On Line Opinion is a not-for-profit publication and relies on the generosity of its sponsors, editors and contributors. If you would like to help, contact us.
___________

Syndicate
RSS/XML


RSS 2.0

Nadia Bartel: some shaming is a good thing

By Rob Cover - posted Monday, 6 September 2021


Widespread public criticism of influencer Nadia Bartel for her breaches of COVID-safety and public health orders has been justified. More importantly, it is good for the community but needs to avoid turning into a public shaming pile-on.

Video footage was widely circulated on Friday showing Nadia Bartel appearing to consume recreational drugs at a party of friends.

Bartel, the former wife of Geelong Cats player Jimmy Bartel and well known as a model, clothes designer, Instagram influencer and ambassador for popular brands including Mecca and JSHealth, has been well-positioned as a media personality, style icon and influencer.

Advertisement

While Aussie Rules players' WAGs (wives and girlfriends) have long been subject to public attention, influencers have recently come under additional public scrutiny this year after the Australian Association of National Advertisers tightened their code of conduct on social media celebrities' disclosure of commercial arrangements.
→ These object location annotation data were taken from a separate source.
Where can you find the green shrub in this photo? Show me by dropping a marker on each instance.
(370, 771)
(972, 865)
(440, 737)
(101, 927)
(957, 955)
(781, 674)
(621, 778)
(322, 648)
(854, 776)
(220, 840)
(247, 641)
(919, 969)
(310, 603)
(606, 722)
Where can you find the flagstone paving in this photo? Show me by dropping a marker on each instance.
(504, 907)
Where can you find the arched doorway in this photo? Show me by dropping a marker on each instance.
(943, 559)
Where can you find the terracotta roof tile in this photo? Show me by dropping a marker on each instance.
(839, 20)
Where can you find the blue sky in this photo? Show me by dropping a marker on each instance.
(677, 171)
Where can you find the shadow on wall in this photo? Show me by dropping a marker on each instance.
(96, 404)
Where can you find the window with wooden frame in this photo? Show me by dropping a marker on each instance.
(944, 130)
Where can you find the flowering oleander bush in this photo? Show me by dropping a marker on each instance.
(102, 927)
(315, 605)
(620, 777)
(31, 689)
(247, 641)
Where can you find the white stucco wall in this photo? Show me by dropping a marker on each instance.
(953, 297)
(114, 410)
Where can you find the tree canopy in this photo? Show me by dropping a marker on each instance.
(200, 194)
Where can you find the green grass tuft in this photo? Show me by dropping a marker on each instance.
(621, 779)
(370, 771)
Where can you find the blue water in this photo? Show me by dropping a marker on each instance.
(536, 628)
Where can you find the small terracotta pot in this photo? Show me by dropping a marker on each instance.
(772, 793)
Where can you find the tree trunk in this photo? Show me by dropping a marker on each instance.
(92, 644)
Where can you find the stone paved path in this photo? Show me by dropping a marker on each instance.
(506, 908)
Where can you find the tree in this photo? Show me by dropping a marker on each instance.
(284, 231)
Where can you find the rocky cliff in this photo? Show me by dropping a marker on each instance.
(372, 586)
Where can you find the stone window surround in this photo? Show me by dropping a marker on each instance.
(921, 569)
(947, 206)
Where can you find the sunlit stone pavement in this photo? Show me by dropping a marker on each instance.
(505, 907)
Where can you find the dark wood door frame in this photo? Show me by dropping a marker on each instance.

Although the AANA code of ethics does not require social media influencers to be upstanding citizens or adhere to a moral code, the added public concern has meant that those who earn funds from their public profile are increasingly required to recognise their obligations to align their behaviour with community standards.

The scandal, however, is not that Bartel slipped up, possibly took drugs or partied with friends during a period in which visitors to the home are restricted. The footage was always going to result in a police investigation into a breach of Victoria's lockdown rules, much as social media footage of an engagement party in Caulfield North in August attracted fines and widespread public condemnation.

However, where Bartel is in apologising to the public and then breaching the rules again. On 3 September, Bartel circulated an apology on Instagram reading:

Hi Everyone,

I have let you all down by my actions.

Advertisement

I take full responsibility and I am committed to taking all necessary steps to ensure I make better choices in future.

To my family and friends, my business partners and the public health workers trying to keep us all safe, I am embarrassed and remorseful.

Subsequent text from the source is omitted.